Now, it's important to understand that narcissists can't stand for you to see behind their mask. So, as a consequence, their approach, once they've hooked you, is to gain power and control over you, and crazy making is a tactic meant to help accomplish that end. Gaslighting, or making you doubt your mind and perceptions, is a well known narcissistic crazy making tactic, but there are others, and here's a few.

  1. INTERMITTENT REINFORCEMENT....this means giving you some positive and happy moments, but mixed with abuse the rest of the time, and to do crazy making, it happens at random. In this way, you never know what will lead to criticism and punishment, and so, you wrack your brain trying to figure out how....but, what you don't know is that there IS NO WAY to avoid it because it's random and simply intended to create fear, uncertainty, and high anxiety, making you feel crazy.

  1. INCONSISTENT MEMORY.....we all forget things, but this is different. The key to this kind of crazy making is to be both inconsistent and random in what the narcissist says they remember, and use that to claim that YOUR memory of events is wrong...but, therein lies the problem. Did X happen, or did it not? This produces “cognitive dissonance”, meaning that your brain naturally searches for consistency in it's understanding of reality, which becomes impossible when dealing with the narcissist. There is the dissonance of feeling as though you're being lied to, and thinking that this isn't possible because the narcissist loves you. My own NarcX would claim that conversations never happened, promises did not get made, say she informed me of things never mentioned, and claim that disputes never occurred. That way the discussion becomes about my memory, not about her conduct.

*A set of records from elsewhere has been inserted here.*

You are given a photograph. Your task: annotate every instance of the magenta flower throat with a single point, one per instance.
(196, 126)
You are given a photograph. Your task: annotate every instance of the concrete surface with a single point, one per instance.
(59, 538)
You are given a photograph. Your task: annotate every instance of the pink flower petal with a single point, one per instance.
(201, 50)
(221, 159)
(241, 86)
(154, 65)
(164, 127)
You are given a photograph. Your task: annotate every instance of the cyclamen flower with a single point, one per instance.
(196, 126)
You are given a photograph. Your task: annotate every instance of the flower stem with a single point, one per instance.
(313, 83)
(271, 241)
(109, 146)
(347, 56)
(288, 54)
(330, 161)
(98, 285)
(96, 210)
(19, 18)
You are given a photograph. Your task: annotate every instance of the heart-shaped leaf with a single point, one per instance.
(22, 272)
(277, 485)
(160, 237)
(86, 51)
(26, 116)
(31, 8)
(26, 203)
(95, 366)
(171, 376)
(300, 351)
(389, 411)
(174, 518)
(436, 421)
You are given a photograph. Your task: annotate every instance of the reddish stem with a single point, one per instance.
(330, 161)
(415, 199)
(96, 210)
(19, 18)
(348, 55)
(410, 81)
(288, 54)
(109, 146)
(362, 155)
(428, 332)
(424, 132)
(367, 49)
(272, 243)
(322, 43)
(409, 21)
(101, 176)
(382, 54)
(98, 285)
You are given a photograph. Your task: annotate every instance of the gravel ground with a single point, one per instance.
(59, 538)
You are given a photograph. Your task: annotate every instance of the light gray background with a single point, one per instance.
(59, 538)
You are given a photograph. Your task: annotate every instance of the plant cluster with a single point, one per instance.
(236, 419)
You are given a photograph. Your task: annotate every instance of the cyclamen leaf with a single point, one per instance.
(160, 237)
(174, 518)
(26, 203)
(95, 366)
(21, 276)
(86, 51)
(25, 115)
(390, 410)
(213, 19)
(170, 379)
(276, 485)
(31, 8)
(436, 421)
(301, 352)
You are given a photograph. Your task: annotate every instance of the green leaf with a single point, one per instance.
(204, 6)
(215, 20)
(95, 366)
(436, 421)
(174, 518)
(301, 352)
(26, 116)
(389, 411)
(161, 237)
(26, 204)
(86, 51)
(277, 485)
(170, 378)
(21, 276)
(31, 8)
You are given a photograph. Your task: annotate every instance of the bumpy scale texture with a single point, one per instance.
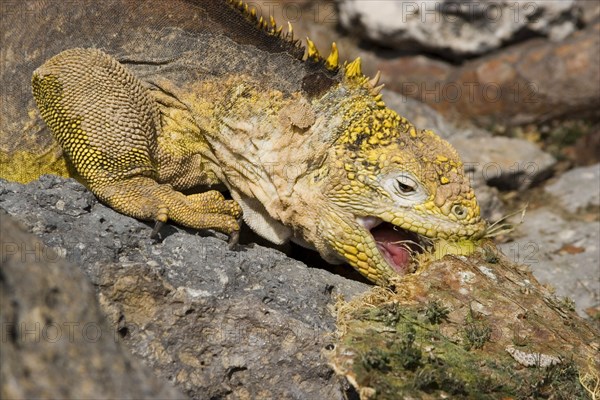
(306, 146)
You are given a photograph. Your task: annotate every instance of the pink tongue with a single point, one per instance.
(390, 243)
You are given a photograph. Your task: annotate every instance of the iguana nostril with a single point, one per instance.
(459, 211)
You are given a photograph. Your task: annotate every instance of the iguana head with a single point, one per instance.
(391, 189)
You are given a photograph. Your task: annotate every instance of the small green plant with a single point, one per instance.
(436, 312)
(477, 331)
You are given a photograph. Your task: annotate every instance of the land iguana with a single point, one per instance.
(305, 145)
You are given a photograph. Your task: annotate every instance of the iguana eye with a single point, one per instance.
(404, 188)
(405, 185)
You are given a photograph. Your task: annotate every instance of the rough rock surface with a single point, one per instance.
(577, 189)
(530, 82)
(219, 324)
(506, 163)
(561, 241)
(56, 342)
(456, 29)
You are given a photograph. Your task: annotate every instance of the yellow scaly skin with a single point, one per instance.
(310, 170)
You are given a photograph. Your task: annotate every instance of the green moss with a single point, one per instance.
(402, 353)
(436, 312)
(477, 331)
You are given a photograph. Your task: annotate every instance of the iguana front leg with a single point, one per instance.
(108, 124)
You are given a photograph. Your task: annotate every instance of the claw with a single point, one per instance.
(157, 226)
(233, 241)
(234, 238)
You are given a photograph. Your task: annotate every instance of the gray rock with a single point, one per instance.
(457, 28)
(561, 252)
(505, 163)
(218, 323)
(577, 189)
(56, 342)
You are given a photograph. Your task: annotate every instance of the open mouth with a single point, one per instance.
(396, 245)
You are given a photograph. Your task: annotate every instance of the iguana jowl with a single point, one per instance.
(306, 147)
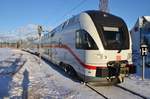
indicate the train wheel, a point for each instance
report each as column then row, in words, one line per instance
column 71, row 71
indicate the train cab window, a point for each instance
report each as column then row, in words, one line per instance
column 85, row 41
column 115, row 38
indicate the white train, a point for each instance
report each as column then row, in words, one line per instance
column 94, row 45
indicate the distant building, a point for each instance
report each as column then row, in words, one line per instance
column 140, row 33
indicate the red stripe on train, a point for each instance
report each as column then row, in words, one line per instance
column 75, row 56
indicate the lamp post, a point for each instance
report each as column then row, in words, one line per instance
column 40, row 34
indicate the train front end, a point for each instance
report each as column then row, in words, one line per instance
column 109, row 54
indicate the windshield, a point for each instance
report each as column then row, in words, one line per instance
column 113, row 38
column 112, row 30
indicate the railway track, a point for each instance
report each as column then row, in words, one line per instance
column 15, row 65
column 115, row 92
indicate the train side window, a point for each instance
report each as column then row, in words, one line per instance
column 85, row 41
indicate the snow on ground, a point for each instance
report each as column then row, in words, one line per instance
column 47, row 81
column 136, row 84
column 36, row 81
column 3, row 54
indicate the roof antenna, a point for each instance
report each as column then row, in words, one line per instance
column 103, row 6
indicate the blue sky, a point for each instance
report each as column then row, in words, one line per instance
column 50, row 13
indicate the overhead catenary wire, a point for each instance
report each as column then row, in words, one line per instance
column 74, row 8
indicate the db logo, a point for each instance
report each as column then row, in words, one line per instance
column 118, row 57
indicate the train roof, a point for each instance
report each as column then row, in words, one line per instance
column 102, row 18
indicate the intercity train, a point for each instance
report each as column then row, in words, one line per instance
column 94, row 45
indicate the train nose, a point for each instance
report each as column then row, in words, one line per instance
column 118, row 69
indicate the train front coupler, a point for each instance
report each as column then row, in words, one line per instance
column 118, row 70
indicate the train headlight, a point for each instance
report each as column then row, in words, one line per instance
column 101, row 56
column 129, row 56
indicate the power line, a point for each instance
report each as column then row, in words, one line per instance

  1. DOUBLE BIND MESSAGES AND SITUATIONS.....My NarcX had a great talent...giving negative, critical, and sarcastic messages disguised as “concern”, or done is a way that allowed her to deny the obvious intent. Example: saying to my son, in a harsh and angry tone, that she loved him. If I said, “That didn't sound loving,” she'd say, angrily, “I said I love him”, and stomp away. She could give a gift while also implying that the child didn't deserve it. Here's another double bind....NX is leaving early Saturday, when my son expected to do something with her, so I mention that this is a habit of hers and is disappointing to our son. The double bind sounds like this, “So, you're saying I'm a prisoner in my own home. I'll do SOMETHING with him if you INSIST”, said in an angry way, letting me know that if she did do something with our son, it would be unpleasant for him, but if I tell NX to just go, when our son asks why she wasn't there today, NX says “Your father told me to leave. I offered to take you on an outing but he didn't want me to.” She's got me in a perfect double bind.

It's important to identify when the narcissist is crazy making because nothing that happens is going to make any sense. By the way, I tried, really tried, at one point, to explain to my NarcX what she was doing, but it did no good, of course. That was because, at the time, I was naïve and thought my NX didn't know what she was doing. Wrong. She did, and does. It's that narcissists don't play by the rules, and trust me, you'll save yourself a lot of time and headaches if you decide not to dance, if you know what I mean.

These are a few typical crazy making tactics.  But, no doubt, you've seen others, because the narcissist is infinitely inventive in finding ways to abuse.